Silêncio e meditação prolongada. Sahasrara responde a práticas que criam espaço. Sessões longas de meditação, silêncio contemplativo, tempo passado em ambientes genuinamente quietos (não apenas quietos com fones nos ouvidos) podem trazer este centro à consciência de uma forma que práticas mais curtas e ativas talvez não consigam. A coroa não se força a abrir. Ela tende a se abrir quando as condições para isso são atendidas.

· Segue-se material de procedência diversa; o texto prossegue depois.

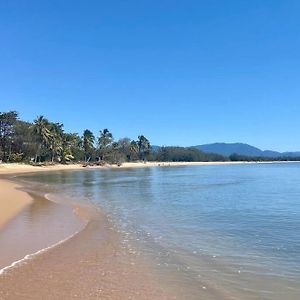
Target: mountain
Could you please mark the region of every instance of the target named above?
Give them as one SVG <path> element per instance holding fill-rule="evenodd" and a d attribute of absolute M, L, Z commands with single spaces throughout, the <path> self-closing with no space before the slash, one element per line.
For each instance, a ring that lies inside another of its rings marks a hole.
<path fill-rule="evenodd" d="M 193 146 L 203 152 L 217 153 L 224 156 L 230 156 L 231 154 L 239 154 L 245 156 L 257 156 L 257 157 L 300 157 L 300 152 L 277 152 L 272 150 L 261 150 L 254 146 L 243 143 L 214 143 Z"/>

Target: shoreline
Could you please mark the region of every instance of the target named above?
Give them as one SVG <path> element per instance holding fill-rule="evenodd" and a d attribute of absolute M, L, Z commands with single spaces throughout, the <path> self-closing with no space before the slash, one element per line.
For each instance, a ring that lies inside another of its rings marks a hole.
<path fill-rule="evenodd" d="M 7 223 L 7 226 L 0 228 L 0 243 L 6 244 L 7 239 L 14 240 L 10 235 L 11 227 L 24 223 L 28 216 L 31 216 L 31 205 L 40 206 L 35 195 L 28 193 L 30 186 L 20 183 L 14 179 L 18 174 L 32 173 L 33 171 L 50 170 L 82 170 L 82 167 L 71 166 L 70 168 L 36 168 L 28 166 L 6 166 L 8 172 L 2 169 L 0 172 L 0 186 L 8 181 L 13 187 L 21 190 L 20 197 L 23 200 L 28 196 L 32 202 L 25 205 L 17 215 Z M 23 190 L 22 190 L 23 189 Z M 62 214 L 74 214 L 74 206 L 64 205 L 52 200 L 43 198 L 52 203 L 56 209 L 65 210 Z M 0 198 L 3 202 L 5 198 Z M 43 200 L 43 201 L 44 201 Z M 62 203 L 64 203 L 62 201 Z M 76 206 L 76 205 L 75 205 Z M 27 210 L 30 214 L 27 213 Z M 67 211 L 68 210 L 68 211 Z M 73 231 L 67 237 L 52 241 L 49 245 L 42 246 L 34 251 L 25 252 L 23 256 L 5 261 L 5 247 L 1 247 L 0 259 L 0 299 L 175 299 L 180 291 L 174 292 L 168 287 L 163 287 L 156 276 L 149 272 L 150 265 L 139 255 L 131 252 L 128 246 L 124 245 L 120 233 L 113 228 L 107 217 L 101 212 L 88 207 L 76 206 L 76 218 L 85 219 L 86 224 L 80 230 Z M 48 212 L 50 213 L 51 210 Z M 48 214 L 48 213 L 47 213 Z M 45 215 L 37 214 L 36 219 L 43 219 Z M 23 218 L 23 219 L 22 219 Z M 55 220 L 53 220 L 56 222 Z M 52 224 L 54 224 L 52 221 Z M 65 221 L 63 219 L 63 221 Z M 53 226 L 45 231 L 46 237 L 53 231 Z M 24 226 L 26 225 L 26 226 Z M 29 226 L 37 229 L 39 225 Z M 59 227 L 59 226 L 57 226 Z M 4 233 L 4 236 L 3 236 Z M 5 234 L 6 233 L 6 234 Z M 23 233 L 22 233 L 23 234 Z M 40 235 L 40 233 L 39 233 Z M 24 236 L 21 237 L 24 239 Z M 34 236 L 30 237 L 34 241 Z M 9 245 L 6 246 L 6 254 L 10 252 Z M 32 242 L 31 241 L 31 242 Z M 36 242 L 36 241 L 34 241 Z M 22 240 L 19 248 L 22 248 Z M 16 247 L 18 248 L 18 247 Z M 13 249 L 11 249 L 13 252 Z M 4 251 L 4 255 L 3 254 Z M 11 253 L 10 253 L 11 254 Z M 2 261 L 2 267 L 1 267 Z"/>
<path fill-rule="evenodd" d="M 257 162 L 129 163 L 122 165 L 121 168 L 237 164 L 257 164 Z M 21 202 L 26 197 L 31 200 L 29 203 L 22 202 L 24 206 L 15 211 L 15 214 L 6 224 L 9 225 L 16 220 L 22 211 L 26 210 L 26 207 L 37 201 L 31 194 L 23 191 L 22 184 L 19 184 L 13 177 L 24 173 L 96 168 L 105 170 L 119 167 L 0 165 L 1 188 L 3 183 L 8 182 L 11 188 L 17 188 L 15 191 L 19 193 Z M 2 200 L 3 198 L 0 197 L 0 208 Z M 49 199 L 47 201 L 53 202 Z M 57 206 L 62 205 L 53 203 Z M 72 210 L 72 206 L 66 205 L 66 207 L 69 212 Z M 18 293 L 25 295 L 22 299 L 69 299 L 75 297 L 79 299 L 122 299 L 129 297 L 131 299 L 175 299 L 175 296 L 178 299 L 185 299 L 186 291 L 169 291 L 168 287 L 163 287 L 159 277 L 154 276 L 153 278 L 151 266 L 149 269 L 149 265 L 143 261 L 142 257 L 136 257 L 128 252 L 128 249 L 122 245 L 119 234 L 114 228 L 111 228 L 107 217 L 101 211 L 87 211 L 85 208 L 81 209 L 80 205 L 78 207 L 79 211 L 77 211 L 76 216 L 73 211 L 71 212 L 76 218 L 79 219 L 80 217 L 81 220 L 86 220 L 86 225 L 83 228 L 50 246 L 33 253 L 27 253 L 23 258 L 2 269 L 0 266 L 0 299 L 2 296 L 4 299 L 18 299 Z M 0 238 L 1 232 L 5 228 L 6 225 L 2 228 L 0 226 Z M 25 264 L 23 264 L 24 261 Z M 77 274 L 79 275 L 77 276 Z M 126 278 L 124 279 L 124 277 Z M 16 286 L 18 286 L 17 289 Z M 52 290 L 55 292 L 48 294 Z M 223 292 L 217 292 L 217 289 L 210 288 L 209 290 L 209 293 L 205 290 L 202 291 L 203 294 L 201 292 L 203 299 L 230 299 Z"/>
<path fill-rule="evenodd" d="M 15 182 L 0 179 L 0 230 L 16 217 L 34 199 L 20 190 L 21 186 Z M 8 200 L 5 201 L 5 200 Z"/>

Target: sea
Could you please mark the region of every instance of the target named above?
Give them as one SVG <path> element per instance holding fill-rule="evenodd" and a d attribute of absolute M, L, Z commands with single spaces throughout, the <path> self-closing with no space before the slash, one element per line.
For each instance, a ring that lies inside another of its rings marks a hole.
<path fill-rule="evenodd" d="M 47 186 L 50 199 L 75 199 L 104 212 L 162 281 L 189 290 L 186 299 L 198 299 L 200 290 L 219 299 L 300 299 L 300 163 L 99 168 L 21 178 Z"/>

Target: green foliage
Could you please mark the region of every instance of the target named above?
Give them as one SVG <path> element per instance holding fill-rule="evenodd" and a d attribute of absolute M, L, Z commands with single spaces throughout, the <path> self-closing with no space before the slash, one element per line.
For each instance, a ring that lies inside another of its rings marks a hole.
<path fill-rule="evenodd" d="M 16 111 L 0 112 L 0 160 L 9 161 L 17 118 Z"/>
<path fill-rule="evenodd" d="M 156 148 L 155 148 L 156 149 Z M 154 150 L 155 150 L 154 149 Z M 0 161 L 5 162 L 78 162 L 115 163 L 126 161 L 271 161 L 300 160 L 300 157 L 249 157 L 233 154 L 229 158 L 204 153 L 196 148 L 161 147 L 154 151 L 150 141 L 139 135 L 137 140 L 121 138 L 115 141 L 107 129 L 100 131 L 95 147 L 95 136 L 86 129 L 82 137 L 64 132 L 61 123 L 51 122 L 43 116 L 33 123 L 18 119 L 15 111 L 0 113 Z"/>
<path fill-rule="evenodd" d="M 162 147 L 153 155 L 156 161 L 224 161 L 222 155 L 213 153 L 204 153 L 195 148 L 184 147 Z"/>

Vastidão. Há uma qualidade de Sahasrara que responde à escala. Ficar sob um céu aberto, sentar-se à beira de uma grande massa de água, estar em montanhas ou florestas profundas. Esses encontros com algo muito maior do que suas preocupações individuais podem facilitar exatamente o tipo de mudança a que este chakra está associado. Isso não exige um referencial. A experiência da pequenez diante de algo vasto é, em si, a prática.
Violeta e branco. Trabalhar com essas cores no seu ambiente, luz de velas, tecido branco, flores ou objetos violetas, pode criar uma sintonia suave e contínua com a qualidade que Sahasrara carrega.
Sustentar perguntas. Uma das práticas mais subestimadas para o chakra coronário é aprender a se sentar com perguntas sem resposta sem exigir resolução. Qual é a natureza da consciência? O que acontece após a morte? O que eu sou, no nível mais profundo? Estas não são perguntas para serem resolvidas, mas para serem vividas, e a disposição de mantê-las abertas é, em si, um tipo de prática do chakra coronário.
O guia de cura dos chakras para iniciantes oferece uma visão geral suave de como os sete centros trabalham juntos, e o texto os sete chakras explicados oferece mais contexto sobre como Sahasrara se relaciona com os centros abaixo dele. O teste de chakras pode ajudar você a entender onde está o seu chakra coronário em relação ao restante do seu sistema de energia.
Uma Afirmação para Sahasrara
“Estou aberto ao que está além do que já conheço. Estou conectado a algo maior do que a minha história individual, e confio nessa conexão.”
Diga isso devagar, se é que vai dizer. O chakra coronário não responde bem à pressa.
Uma Reflexão Final
Sahasrara não pede que você acredite em nada em particular. Ele pede algo mais simples e, de certa forma, mais difícil: permanecer aberto. Sustentar a sua própria compreensão com leveza suficiente para que ainda haja espaço para o que ainda não chegou. Deixar que a questão do sentido seja algo vivo, em vez de um caso encerrado.
Este é o chakra que mais resiste a ser fixado, e talvez seja esse o ponto. O guia de leitura de aura pode oferecer uma janela diferente para como a sua energia se move neste nível mais elevado, e o leitor de energia das cores oferece outra forma de perceber onde o seu campo está mais vivo e onde está pedindo cuidado.
Perguntas frequentes
Onde fica o chakra coronário?
Sahasrara fica no topo da cabeça, às vezes descrito como repousando logo acima da coroa. É o mais alto dos sete chakras principais e está associado à conexão com algo além do eu individual.
Qual é a cor do chakra coronário?
O chakra coronário é mais frequentemente associado ao violeta ou ao branco. O violeta aponta para sua posição na borda superior do espectro visível, enquanto o branco é usado para representar a qualidade de consciência pura e indivisa que se diz que Sahasrara carrega.
Quais são os sinais de um chakra coronário bloqueado?
Os sinais incluem um cinismo persistente em relação a qualquer coisa além do material, uma sensação de falta de sentido ou crise espiritual, dificuldade de se sentir conectado a algo maior do que suas preocupações individuais e um apego rígido a uma visão estreita do que é real.
Como posso abrir meu chakra coronário?
As práticas associadas a Sahasrara incluem a meditação prolongada e o silêncio contemplativo, o trabalho com quartzo transparente ou ametista, passar tempo na natureza com a atenção voltada para a vastidão (céu aberto, água, montanhas) e sustentar com gentileza perguntas sobre o sentido em vez de exigir respostas.